IRC, freenode, #hurd, 2012-07-26
<braunr> hm i killed darnassus, probably the page cache patch again
IRC, freenode, #hurd, 2012-09-19
<youpi> I was wondering about the page cache information structure
<youpi> I guess the idea is that if we need to add a field, we'll just
define another RPC?
<youpi> braunr: ↑
<braunr> i've done that already, yes
<braunr> youpi: have a look at the rbraun/page_cache gnumach branch
<youpi> that's what I was referring to
<braunr> ok
IRC, freenode, #hurd, 2013-01-15
<braunr> hm, no wonder the page cache patch reduced performance so much
<braunr> the page cache when building even moderately large packages is
about a few dozens MiB (around 50)
<braunr> the patch enlarged it to several hundreds :/
<ArneBab> braunr: so the big page cache essentially killed memory locality?
<braunr> ArneBab: no, it made ext2fs crazy (disk translators - used as
pagers - scan their cached pages every 5 seconds to flush the dirty ones)
<braunr> you can imagine what happens if scanning and flushing a lot of
pages takes more than 5 seconds
<ArneBab> ouch… that’s heavy, yes
<ArneBab> I already see it pile up in my mindb
<braunr> and it's completely linear, using a lock to protect the whole list
<braunr> darnassus is currently showing such a behaviour, because tschwinge
is linking huge files (one object with lots of pages)

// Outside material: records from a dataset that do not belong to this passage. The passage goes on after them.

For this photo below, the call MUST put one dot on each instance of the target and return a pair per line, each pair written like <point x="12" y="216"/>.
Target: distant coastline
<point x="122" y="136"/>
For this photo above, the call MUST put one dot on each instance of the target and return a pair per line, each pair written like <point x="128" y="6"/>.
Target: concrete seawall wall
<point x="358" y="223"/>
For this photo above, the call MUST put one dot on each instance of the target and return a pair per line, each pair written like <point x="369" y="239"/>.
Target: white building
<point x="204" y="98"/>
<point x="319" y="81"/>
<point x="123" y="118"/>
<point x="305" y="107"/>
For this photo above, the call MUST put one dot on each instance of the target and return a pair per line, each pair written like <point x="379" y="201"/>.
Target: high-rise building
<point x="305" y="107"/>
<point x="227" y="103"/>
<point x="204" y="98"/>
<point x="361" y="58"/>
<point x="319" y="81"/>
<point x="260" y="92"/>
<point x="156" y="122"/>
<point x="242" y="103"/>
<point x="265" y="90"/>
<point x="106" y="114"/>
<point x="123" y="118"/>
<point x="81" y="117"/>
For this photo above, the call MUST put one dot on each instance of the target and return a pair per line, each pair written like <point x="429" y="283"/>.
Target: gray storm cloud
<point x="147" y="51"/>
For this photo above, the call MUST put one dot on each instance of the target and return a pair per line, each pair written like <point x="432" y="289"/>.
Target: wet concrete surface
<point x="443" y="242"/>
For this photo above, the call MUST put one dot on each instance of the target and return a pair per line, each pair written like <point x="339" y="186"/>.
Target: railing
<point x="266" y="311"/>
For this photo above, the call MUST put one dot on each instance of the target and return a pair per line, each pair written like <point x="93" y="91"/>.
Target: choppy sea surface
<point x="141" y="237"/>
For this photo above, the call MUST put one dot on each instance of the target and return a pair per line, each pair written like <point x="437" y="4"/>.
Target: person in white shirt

<braunr> 446 MB of swap used, between 200 and 1850 MiB of RAM used, and i
can still use vim and build stuff without being too disturbed
<braunr> the system does feel laggy, but there has been great stability
improvements
<braunr> have*
<braunr> and even if laggy, it doesn't feel much more than the usual lag of
a network (ssh) based session
IRC, freenode, #hurd, 2013-10-08
<braunr> hmm i have to change what gnumach reports as being cached memory
IRC, freenode, #hurd, 2013-10-09
<braunr> mhmm, i'm able to copy files as big as 256M while building debian
packages, using a gnumach kernel patched for maximum memory usage in the
page cache
<braunr> just because i used --sync=30 in ext2fs
<braunr> a bit of swapping (around 40M), no deadlock yet
<braunr> gitweb is a bit slow but that's about it
<braunr> that's quite impressive
<braunr> i suspect thread storms might not even be the cataclysmic event
that we thought it was
<braunr> the true problem might simply be parallel fs synces
IRC, freenode, #hurd, 2013-10-10
<braunr> even with the page cache patch, memory filled, swap used, and lots
of cached objects (over 200k), darnassus is impressively resilient
<braunr> i really wonder whether we fixed ext2fs deadlock
<braunr> youpi: fyi, darnassus is currently running a patched gnumach with
the vm cache changes, in hope of reproducing the assertion errors we had
in the past
<braunr> i increased the sync interval of ext2fs to 30s like we discussed a
few months back
<braunr> and for now, it has been very resilient, failing only because of
the lack of kernel map entries after several heavy package builds
<gg0> wait the latter wasn't a deadlock it resumed after 1363.06 s
<braunr> gg0: thread storms can sometimes (rarely) fade and let the system
resume "normally"
<braunr> which is why i increased the sync interval to 30s, this leaves
time between two intervals for normal operations
<braunr> otherwise writebacks are queued one after the other, and never
processed fast enough for that queue to become empty again (except
rarely)
<braunr> youpi: i think we should consider applying at least the sync
interval to exodar, since many DDs are just unaware of the potential
problems with large IOs
<youpi> sure
<braunr> 222k cached objects (1G of cached memory) and darnassus is still
kicking :)
<braunr> youpi: those lock fixing patches your colleague sent last year
must have helped somewhere
<youpi> :)
IRC, freenode, #hurd, 2013-10-13
<youpi> braunr: how are your tests going with the object cache?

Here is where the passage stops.